FYI, try using BDAG. That is the recognized academic lexicon. It will even break down how to distinguish between the various uses grammatically.
And yet, you just admitted "Jesus the man looks back on his former glory with the Father and by the Father as the Father's Word." That means this distinction is experiential/relational before the world was. You don't like the term person, then don't use it. That doesn't change the fact that one self could distinguish between itself and another while both were recognized as the one true God, aka Trinitarianism.
BTW, I didn't say "his humanity introduced no distinction". And, analogies like "There is a distinction between your Word and yourself, but not as another person." might show something is possible, but they will never prove a perspective is correct. Besides, my word will never look back on anything because there is no self to experience something or look back to remember that something, but the Word "looks back on his former glory with the Father" which means your analogy fails to even parallel what your trying to express by using said analogy.

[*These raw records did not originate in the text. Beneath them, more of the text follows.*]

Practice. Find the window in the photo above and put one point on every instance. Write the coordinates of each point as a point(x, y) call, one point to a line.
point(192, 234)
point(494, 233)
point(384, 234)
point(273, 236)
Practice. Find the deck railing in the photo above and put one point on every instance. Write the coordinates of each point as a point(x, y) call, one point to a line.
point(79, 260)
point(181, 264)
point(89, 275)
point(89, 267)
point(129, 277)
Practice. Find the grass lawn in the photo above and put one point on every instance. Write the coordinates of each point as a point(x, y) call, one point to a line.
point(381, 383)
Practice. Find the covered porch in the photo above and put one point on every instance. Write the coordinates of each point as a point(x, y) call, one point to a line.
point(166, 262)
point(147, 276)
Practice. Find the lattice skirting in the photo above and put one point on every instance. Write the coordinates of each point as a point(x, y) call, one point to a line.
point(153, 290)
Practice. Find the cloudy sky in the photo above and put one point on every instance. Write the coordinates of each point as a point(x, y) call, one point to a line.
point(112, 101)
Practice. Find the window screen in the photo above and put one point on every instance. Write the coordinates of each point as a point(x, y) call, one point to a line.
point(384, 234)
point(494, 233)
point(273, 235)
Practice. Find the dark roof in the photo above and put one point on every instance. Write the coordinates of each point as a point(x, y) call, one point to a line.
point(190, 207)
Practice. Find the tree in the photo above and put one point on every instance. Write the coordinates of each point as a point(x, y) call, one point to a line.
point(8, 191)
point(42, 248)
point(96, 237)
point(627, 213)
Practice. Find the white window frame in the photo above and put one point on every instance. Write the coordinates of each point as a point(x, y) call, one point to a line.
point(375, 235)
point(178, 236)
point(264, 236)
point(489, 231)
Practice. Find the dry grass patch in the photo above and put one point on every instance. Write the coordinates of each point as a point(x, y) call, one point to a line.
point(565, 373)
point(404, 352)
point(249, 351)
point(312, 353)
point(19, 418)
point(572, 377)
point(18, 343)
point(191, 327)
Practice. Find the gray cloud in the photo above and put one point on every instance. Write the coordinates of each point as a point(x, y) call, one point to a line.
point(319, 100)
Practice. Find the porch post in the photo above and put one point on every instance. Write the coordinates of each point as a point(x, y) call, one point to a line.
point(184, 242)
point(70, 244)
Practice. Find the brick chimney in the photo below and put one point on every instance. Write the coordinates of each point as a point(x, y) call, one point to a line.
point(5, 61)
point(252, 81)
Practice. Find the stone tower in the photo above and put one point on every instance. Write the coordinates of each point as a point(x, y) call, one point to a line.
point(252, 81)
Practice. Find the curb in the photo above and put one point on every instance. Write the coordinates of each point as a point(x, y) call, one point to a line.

I don't know anyone who would say that. God the Son is a title modern English Trinitarians use to parse out who they are talking about. We would all use it as a title of the 2nd person in the Godhead at any point in time.
Because, Jesus is the first in relationship to being the creator, and he is second only in how we talk about the Trinity.
God Bless
The definitions from Strongs #4314 (per the link I shared with you) show that what you are doing is finding a shade of meaning within the many slightly different ways the word can be used. I can just as easily find a meaning that clearly doesn't refer to another person. For example, Mark 14:54 says Peter "warmed himself PROS the fire". Is the fire Peter warmed himself by another person face to face with Peter? Of course not. Another example that is very helpful is 1 JOHN 1:2. The same sentence structure is used by John as in John 1:1 to say that "eternal life was PROS the Father". Is "eternal life" yet another person in the Godhead? Of course not.
Was eternal life another person face to face with the Father? If so, was the Father then without his own "eternal life" but dependent on this other person called "eternal life" to have life? Or, did the Father have his own eternal life and then there was another person called eternal life that had it too? If the Father had his own eternal life in addition to the person face to face with him called eternal life, could it be said that the Father's own eternal life was with him or are you saying that PROS must refer to at least one other person?
However, wouldn't it be more straightforward to understand that "eternal life" in 1 John 1:2 was just a functional distinction to show that God was giving forth and expressing his life to us? Here again, as in John 1:1, we understand that the transcendent Father makes Himself known by self revelation and shares His life with us?
I've said it a hundred times if not more... we can distinguish between you and your word but your word is not another person than you. Your "life" is not another person than you. Using the word "person" creates and implies way too much distinction. I've never said, no distinction but I've been consistent when explaining that the distinction is not that of two persons.
---
Jesus is "THE First" without any qualifications that this means such and such with a narrow context of creator. That the Godhead is in Jesus bodily and He is the First doesn't fit with the Trinty of Jesus in the Godhead and the 2nd person distinct from the 1st person they call the Father. Square peg/round hole.